看着那如同复制粘贴一般的、充满了机械纪律感的“普鲁士蓝”方阵,从观礼台前走过。
林亚瑟和维多利亚,都清楚地明白。
一只真正可怕的、用“纪律”武装到牙齿的陆军猛兽,已经彻底苏醒。
……
当晚,在无忧宫那充满了洛可可艺术风格的宴会厅里,普鲁士王室,为女王夫妇,举办了一场小范围的、极其温馨的“家庭晚宴”。
宴会上,作陪的,只有国王腓特烈·威廉四世和他的王后——来自巴伐利亚的伊丽莎白·卢多维卡。以及国王的亲弟弟威廉亲王,和他的妻子奥古斯塔王妃,还有他们那个已经长成了翩翩少年的儿子——小腓特烈。
当然,还有那个,以“国王的灵魂知己”兼“首席宫廷啤酒品鉴官”的特殊身份,忝陪末座的俾斯麦。
国王陛下与伊丽莎白王后的爱情,在整个欧洲王室圈,都是一段传奇。他们是自由恋爱,国王陛下为了娶到这位信仰天主教的巴伐利亚公主,顶住了来自宫廷和教会的巨大压力,甚至不惜与家族决裂。他们的感情,深厚而又真挚。
可惜,上帝,在给了他们完美爱情的同时,却又开了一个残忍的玩笑——结婚多年,他们始终,没能拥有自己的孩子。
这,也成了国王陛下心中,最大的遗憾。
“看啊,林,”国王陛下端着酒杯,看着林亚瑟,他的眼中,充满了毫不掩饰的羡慕,“你才是这个世界上,最富有的人。你拥有美丽的妻子,可爱的孩子,一个完美的家庭。而我……”
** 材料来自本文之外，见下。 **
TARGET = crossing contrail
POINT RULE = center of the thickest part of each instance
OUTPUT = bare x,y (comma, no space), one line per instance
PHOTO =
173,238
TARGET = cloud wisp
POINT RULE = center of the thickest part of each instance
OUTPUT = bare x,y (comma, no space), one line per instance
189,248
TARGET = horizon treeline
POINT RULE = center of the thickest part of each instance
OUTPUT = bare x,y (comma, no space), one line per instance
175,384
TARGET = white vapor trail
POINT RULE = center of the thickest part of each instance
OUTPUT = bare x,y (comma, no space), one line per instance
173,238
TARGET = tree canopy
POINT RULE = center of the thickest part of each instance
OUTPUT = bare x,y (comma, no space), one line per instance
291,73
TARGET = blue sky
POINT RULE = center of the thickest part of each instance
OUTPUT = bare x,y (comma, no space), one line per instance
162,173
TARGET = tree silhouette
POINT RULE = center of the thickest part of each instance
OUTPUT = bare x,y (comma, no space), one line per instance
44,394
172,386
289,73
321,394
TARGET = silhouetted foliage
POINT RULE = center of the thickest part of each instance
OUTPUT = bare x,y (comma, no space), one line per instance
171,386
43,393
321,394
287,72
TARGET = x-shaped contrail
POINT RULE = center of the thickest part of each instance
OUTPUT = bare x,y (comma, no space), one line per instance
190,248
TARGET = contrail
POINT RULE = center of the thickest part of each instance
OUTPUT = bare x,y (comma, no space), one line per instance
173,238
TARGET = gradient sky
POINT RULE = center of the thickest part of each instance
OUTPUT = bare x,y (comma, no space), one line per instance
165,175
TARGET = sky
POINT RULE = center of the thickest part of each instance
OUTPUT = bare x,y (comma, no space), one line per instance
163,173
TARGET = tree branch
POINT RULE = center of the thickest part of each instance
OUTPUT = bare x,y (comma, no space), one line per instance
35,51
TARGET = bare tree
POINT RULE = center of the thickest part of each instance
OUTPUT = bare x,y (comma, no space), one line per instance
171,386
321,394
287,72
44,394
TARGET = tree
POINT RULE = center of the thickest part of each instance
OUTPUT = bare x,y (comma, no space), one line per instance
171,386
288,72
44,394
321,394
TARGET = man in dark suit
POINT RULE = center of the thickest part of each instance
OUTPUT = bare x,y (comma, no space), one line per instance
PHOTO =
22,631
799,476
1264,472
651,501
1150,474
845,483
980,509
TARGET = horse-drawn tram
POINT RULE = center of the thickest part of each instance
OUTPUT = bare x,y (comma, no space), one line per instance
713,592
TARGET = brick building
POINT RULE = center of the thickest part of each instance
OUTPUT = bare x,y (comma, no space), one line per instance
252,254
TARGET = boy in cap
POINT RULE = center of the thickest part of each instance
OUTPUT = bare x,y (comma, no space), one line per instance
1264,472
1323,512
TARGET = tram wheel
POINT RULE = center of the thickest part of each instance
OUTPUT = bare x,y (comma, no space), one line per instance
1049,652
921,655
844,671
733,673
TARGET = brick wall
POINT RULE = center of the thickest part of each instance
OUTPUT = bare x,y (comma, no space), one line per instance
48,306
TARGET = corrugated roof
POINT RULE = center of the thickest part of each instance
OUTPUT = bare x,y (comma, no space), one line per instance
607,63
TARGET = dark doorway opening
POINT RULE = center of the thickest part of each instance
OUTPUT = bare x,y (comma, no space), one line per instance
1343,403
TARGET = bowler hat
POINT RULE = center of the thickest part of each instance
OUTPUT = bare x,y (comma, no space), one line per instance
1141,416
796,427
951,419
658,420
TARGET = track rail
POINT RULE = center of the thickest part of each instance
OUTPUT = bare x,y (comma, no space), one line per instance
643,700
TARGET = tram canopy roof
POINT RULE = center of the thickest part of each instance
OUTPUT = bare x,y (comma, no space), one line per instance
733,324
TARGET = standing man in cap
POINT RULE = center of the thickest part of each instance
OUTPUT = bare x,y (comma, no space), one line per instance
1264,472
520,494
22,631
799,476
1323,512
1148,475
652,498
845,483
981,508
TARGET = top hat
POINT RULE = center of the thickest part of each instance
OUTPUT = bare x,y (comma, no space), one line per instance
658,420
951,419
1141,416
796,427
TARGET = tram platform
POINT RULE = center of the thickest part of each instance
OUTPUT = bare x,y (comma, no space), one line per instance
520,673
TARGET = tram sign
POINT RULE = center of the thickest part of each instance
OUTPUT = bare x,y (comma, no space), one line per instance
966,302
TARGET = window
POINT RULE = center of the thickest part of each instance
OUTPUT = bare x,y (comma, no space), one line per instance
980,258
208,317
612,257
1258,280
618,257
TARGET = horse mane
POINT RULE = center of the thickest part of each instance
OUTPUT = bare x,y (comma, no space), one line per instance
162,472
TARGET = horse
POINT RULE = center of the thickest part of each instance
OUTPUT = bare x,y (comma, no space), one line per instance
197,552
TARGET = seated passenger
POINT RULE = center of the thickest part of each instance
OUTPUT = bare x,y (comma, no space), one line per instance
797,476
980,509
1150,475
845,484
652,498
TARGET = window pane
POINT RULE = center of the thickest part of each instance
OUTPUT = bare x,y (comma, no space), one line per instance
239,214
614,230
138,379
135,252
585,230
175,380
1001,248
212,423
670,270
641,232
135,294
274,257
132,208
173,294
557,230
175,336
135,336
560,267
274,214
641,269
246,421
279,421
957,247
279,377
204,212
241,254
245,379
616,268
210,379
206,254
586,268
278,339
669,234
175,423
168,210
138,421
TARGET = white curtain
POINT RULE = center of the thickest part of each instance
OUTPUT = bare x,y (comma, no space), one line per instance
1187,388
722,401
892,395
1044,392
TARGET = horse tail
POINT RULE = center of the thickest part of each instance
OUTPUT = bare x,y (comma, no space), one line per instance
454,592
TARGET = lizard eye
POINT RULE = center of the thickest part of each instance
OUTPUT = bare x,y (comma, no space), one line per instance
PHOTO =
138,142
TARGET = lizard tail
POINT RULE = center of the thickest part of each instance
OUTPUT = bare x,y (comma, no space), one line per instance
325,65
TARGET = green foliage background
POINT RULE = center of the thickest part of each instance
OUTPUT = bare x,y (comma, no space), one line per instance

他看了一眼身旁,同样眼神中带着一丝落寞和哀伤的伊丽莎白王后,无奈地,叹了口气。
维多利亚看着这对同样深爱着彼此,但却因为没有孩子而略显孤单的国王夫妇,她那颗柔软的心,瞬间就被触动了。
她主动地,端起酒杯,走上前去,握住了伊丽莎白王后的手,柔声安慰道:“姐姐,您还年轻,一切都还有机会。上帝,会眷顾善良的人的。”
两位同样美丽、同样尊贵的女主人,很快就找到了共同话题,聊起了关于诗歌、音乐和绘画的女人私房话。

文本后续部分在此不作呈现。